The main problem here is the align 1 on the i64 loads, and again, that's created here and thus preventing that from happening here in SROA seems to make most sense to me.

There's actually another problem with this IR, which is that all these copyloads are emitted first by SROA, consecutively, creating huge live ranges between them and the store instructions. Thus creating another problem (when the example is a bit bigger): spilling. A more sensible output would be to follow more the original program-order. I think that's what SROA tries to do, but fails quite bad in these examples. But anyway, this is not the biggest problem now, and it is hidden when we not always lower allocas.

I was sort of thinking you could write the reverse transform in MemCpyOpt, since it does a similar sorts of analysis, but maybe we'd have to do it later, or patch SROA anyway, to avoid two transforms fighting each other.

If you look at shouldExpand, you see that a decision is made per alloca slice

You're returning early from SROA::runOnAlloca. That's a decision on the whole alloca: if there's an expensive memcpy into any part of the alloca, don't do any splitting on the whole alloca. The alternative is to make the decision on a per-slice level: given a subset of slices that are the target of a memcpy, "merge" those slices so splitAlloca() doesn't split them away from each other.

I was sort of thinking you could write the reverse transform in MemCpyOpt, since it does a similar sorts of analysis, but maybe we'd have to do it later, or patch SROA anyway, to avoid two transforms fighting each other.

Ah, yes, MemCpyOpt. I haven't looked in great detail at that because it hasn't bothered me yet. That is, in experiments when I completely disabled SROA, I didn't find MemCpyOpt reversing things. I am guessing because the analysis and transformation is far from straightforward. To me, it sounds easier to restrict the rewrite/transformation here in SROA, rather than trying to recreate the IR in MemCpyOpt that we already once had. But again, I haven't looked much into MemCpyOpt, so if you think it would be better there, I will start looking into that.

If you look at shouldExpand, you see that a decision is made per alloca slice

You're returning early from SROA::runOnAlloca. That's a decision on the whole alloca: if there's an expensive memcpy into any part of the alloca, don't do any splitting on the whole alloca. The alternative is to make the decision on a per-slice level: given a subset of slices that are the target of a memcpy, "merge" those slices so splitAlloca() doesn't split them away from each other.

Ah yes, you're right; I wanted to do it per alloca slice, but that's currently not the case.
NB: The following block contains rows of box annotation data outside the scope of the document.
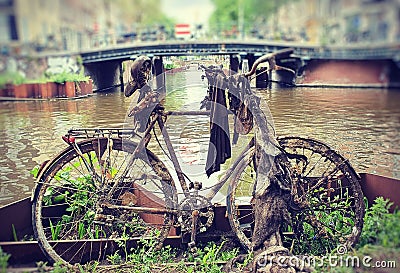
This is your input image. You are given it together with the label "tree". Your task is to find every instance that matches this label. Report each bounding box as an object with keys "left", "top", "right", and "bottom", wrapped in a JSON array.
[{"left": 209, "top": 0, "right": 289, "bottom": 36}]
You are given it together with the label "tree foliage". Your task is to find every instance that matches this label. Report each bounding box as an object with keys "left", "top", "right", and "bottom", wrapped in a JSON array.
[{"left": 209, "top": 0, "right": 289, "bottom": 28}]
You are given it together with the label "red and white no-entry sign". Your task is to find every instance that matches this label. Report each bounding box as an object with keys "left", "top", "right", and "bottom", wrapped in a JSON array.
[{"left": 175, "top": 24, "right": 191, "bottom": 39}]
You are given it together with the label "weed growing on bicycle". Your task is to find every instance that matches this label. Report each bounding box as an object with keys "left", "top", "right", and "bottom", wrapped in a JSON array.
[
  {"left": 0, "top": 247, "right": 11, "bottom": 273},
  {"left": 358, "top": 197, "right": 400, "bottom": 248},
  {"left": 286, "top": 183, "right": 355, "bottom": 255}
]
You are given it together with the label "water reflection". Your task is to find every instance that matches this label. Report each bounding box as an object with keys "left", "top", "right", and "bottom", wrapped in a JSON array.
[{"left": 0, "top": 69, "right": 400, "bottom": 205}]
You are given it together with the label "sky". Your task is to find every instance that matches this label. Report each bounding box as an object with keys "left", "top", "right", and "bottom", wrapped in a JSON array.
[{"left": 161, "top": 0, "right": 214, "bottom": 25}]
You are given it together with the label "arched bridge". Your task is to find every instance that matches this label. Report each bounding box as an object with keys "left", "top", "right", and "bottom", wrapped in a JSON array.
[
  {"left": 81, "top": 40, "right": 400, "bottom": 64},
  {"left": 80, "top": 40, "right": 400, "bottom": 90}
]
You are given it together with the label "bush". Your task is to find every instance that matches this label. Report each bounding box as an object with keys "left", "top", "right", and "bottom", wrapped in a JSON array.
[{"left": 358, "top": 197, "right": 400, "bottom": 248}]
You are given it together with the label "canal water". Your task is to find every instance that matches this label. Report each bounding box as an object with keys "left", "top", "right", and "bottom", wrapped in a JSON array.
[{"left": 0, "top": 69, "right": 400, "bottom": 206}]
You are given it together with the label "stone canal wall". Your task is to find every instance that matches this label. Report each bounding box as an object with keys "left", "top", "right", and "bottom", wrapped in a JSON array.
[
  {"left": 296, "top": 60, "right": 400, "bottom": 87},
  {"left": 0, "top": 55, "right": 93, "bottom": 99}
]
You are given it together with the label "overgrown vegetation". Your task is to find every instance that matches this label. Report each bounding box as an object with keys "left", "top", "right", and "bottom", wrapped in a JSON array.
[
  {"left": 0, "top": 247, "right": 11, "bottom": 273},
  {"left": 46, "top": 70, "right": 90, "bottom": 83},
  {"left": 0, "top": 197, "right": 400, "bottom": 273}
]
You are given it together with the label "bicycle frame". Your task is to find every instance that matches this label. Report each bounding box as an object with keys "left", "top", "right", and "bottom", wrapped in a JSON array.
[{"left": 122, "top": 108, "right": 254, "bottom": 204}]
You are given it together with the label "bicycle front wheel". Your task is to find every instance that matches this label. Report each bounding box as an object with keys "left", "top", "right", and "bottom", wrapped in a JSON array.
[{"left": 32, "top": 138, "right": 177, "bottom": 265}]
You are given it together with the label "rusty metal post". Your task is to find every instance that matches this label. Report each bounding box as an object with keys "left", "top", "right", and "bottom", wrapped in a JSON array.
[
  {"left": 229, "top": 55, "right": 239, "bottom": 76},
  {"left": 153, "top": 56, "right": 167, "bottom": 97},
  {"left": 119, "top": 62, "right": 125, "bottom": 92}
]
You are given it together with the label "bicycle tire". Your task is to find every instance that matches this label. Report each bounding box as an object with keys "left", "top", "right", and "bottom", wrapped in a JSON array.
[
  {"left": 32, "top": 138, "right": 177, "bottom": 266},
  {"left": 227, "top": 137, "right": 365, "bottom": 255}
]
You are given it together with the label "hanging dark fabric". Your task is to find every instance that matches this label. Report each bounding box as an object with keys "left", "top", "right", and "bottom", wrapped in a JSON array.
[{"left": 206, "top": 71, "right": 231, "bottom": 176}]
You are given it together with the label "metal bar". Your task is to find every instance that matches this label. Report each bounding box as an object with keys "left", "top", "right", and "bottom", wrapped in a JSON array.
[
  {"left": 104, "top": 204, "right": 178, "bottom": 214},
  {"left": 165, "top": 111, "right": 210, "bottom": 116},
  {"left": 205, "top": 138, "right": 254, "bottom": 199},
  {"left": 157, "top": 116, "right": 190, "bottom": 197}
]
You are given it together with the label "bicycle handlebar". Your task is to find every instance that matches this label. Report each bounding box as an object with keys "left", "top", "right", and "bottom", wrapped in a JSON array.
[{"left": 244, "top": 48, "right": 294, "bottom": 77}]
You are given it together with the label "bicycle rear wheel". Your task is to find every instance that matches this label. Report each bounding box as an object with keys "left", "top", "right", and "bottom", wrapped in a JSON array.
[
  {"left": 227, "top": 137, "right": 365, "bottom": 255},
  {"left": 32, "top": 138, "right": 177, "bottom": 265}
]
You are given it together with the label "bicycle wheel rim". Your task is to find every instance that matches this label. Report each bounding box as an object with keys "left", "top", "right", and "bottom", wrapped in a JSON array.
[{"left": 33, "top": 138, "right": 176, "bottom": 265}]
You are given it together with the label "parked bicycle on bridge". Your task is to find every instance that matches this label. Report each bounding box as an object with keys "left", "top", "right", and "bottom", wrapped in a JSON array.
[{"left": 32, "top": 47, "right": 364, "bottom": 265}]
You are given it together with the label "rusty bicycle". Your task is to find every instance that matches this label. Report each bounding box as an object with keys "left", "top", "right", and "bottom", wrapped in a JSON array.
[{"left": 32, "top": 49, "right": 364, "bottom": 265}]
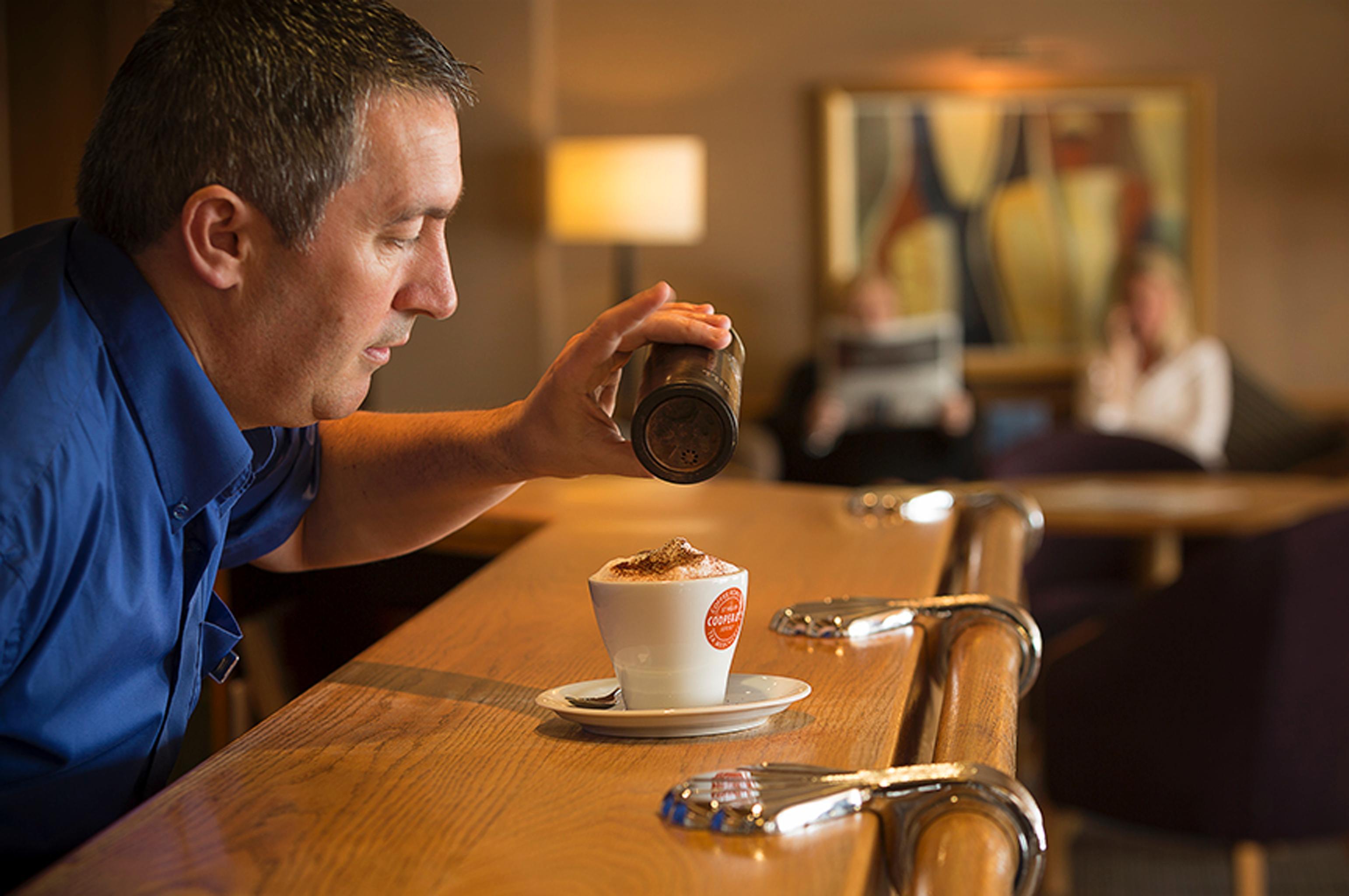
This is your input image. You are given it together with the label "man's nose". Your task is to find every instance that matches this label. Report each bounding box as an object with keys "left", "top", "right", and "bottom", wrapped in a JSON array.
[{"left": 394, "top": 229, "right": 459, "bottom": 320}]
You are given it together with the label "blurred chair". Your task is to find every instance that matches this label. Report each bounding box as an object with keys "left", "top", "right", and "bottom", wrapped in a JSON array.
[
  {"left": 989, "top": 429, "right": 1203, "bottom": 638},
  {"left": 1223, "top": 362, "right": 1349, "bottom": 474},
  {"left": 1041, "top": 510, "right": 1349, "bottom": 890}
]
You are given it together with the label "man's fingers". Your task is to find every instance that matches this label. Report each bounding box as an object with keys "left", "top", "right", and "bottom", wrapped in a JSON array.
[
  {"left": 617, "top": 313, "right": 731, "bottom": 352},
  {"left": 595, "top": 281, "right": 675, "bottom": 343}
]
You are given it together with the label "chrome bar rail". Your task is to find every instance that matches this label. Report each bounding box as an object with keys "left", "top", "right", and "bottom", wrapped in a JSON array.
[
  {"left": 661, "top": 763, "right": 1045, "bottom": 896},
  {"left": 769, "top": 594, "right": 1044, "bottom": 696}
]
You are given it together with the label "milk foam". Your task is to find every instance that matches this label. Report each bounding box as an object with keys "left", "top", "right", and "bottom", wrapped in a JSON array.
[{"left": 591, "top": 539, "right": 741, "bottom": 581}]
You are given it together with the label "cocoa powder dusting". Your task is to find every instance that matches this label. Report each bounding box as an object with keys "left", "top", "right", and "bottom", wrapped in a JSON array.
[{"left": 600, "top": 539, "right": 736, "bottom": 580}]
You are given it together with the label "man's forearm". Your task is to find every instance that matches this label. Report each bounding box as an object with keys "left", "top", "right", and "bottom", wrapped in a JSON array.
[{"left": 262, "top": 405, "right": 529, "bottom": 571}]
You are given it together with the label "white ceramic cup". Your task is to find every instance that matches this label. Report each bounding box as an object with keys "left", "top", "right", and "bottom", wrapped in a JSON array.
[{"left": 589, "top": 570, "right": 749, "bottom": 710}]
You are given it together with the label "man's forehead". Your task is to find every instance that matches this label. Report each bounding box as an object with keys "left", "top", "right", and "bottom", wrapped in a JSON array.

I can't remember if I had good reasons for that, and will double check what the codegen differences are.

But again, I haven't looked much into MemCpyOpt, so if you think it would be better there, I will start looking into that.

The transform is more powerful working the other way: it could catch cases that were't originally written as "memcpy" in the source code. Not sure that means we shouldn't do something in SROA, though. Ideally, I think we want the "canonical" form to be the promoted version, and transform it to the compact version as part of lowering. But I'm not sure how much work it would be to make the reverse transform reliable, and I don't want to block an incremental improvement.

MemCpyOpt doesn't actually merge memcpys at the moment, I think. It does merge memsets, and it has a lot of memcpy-related transforms, but that one in particular is missing. But it's the right sort of logic, at least...

The transform is more powerful working the other way: it could catch cases that were't originally written as "memcpy" in the source code. Not sure that means we shouldn't do something in SROA, though. Ideally, I think we want the "canonical" form to be the promoted version, and transform it > to the compact version as part of lowering. But I'm not sure how much work it would be to make the reverse transform reliable, and I don't want to block an incremental improvement.

MemCpyOpt doesn't actually merge memcpys at the moment, I think. It does merge memsets, and it has a lot of memcpy-related transforms, but that one in particular is missing. But it's the right sort of logic, at least...

Many thanks for sharing your ideas. I will first go for the incremental approach first then. One of the advantages is that the code changes will be minimal, I only need a target hook for the memcpy cost, so we don't create (much) technical debt if we do end up tackling this in MemCpyOpt.

RKSimon resigned from this revision.Mar 21 2019, 11:46 AM
SjoerdMeijer retitled this revision from [SROA] WIP: Lowering alloca is not always beneficial to [SROA] Don't lower expensive allocas with minsize.

With all the groundwork now committed, I would like to progress this. I've added:

  • some minor cleanups as commented earlier,
  • my motivating example as a test case.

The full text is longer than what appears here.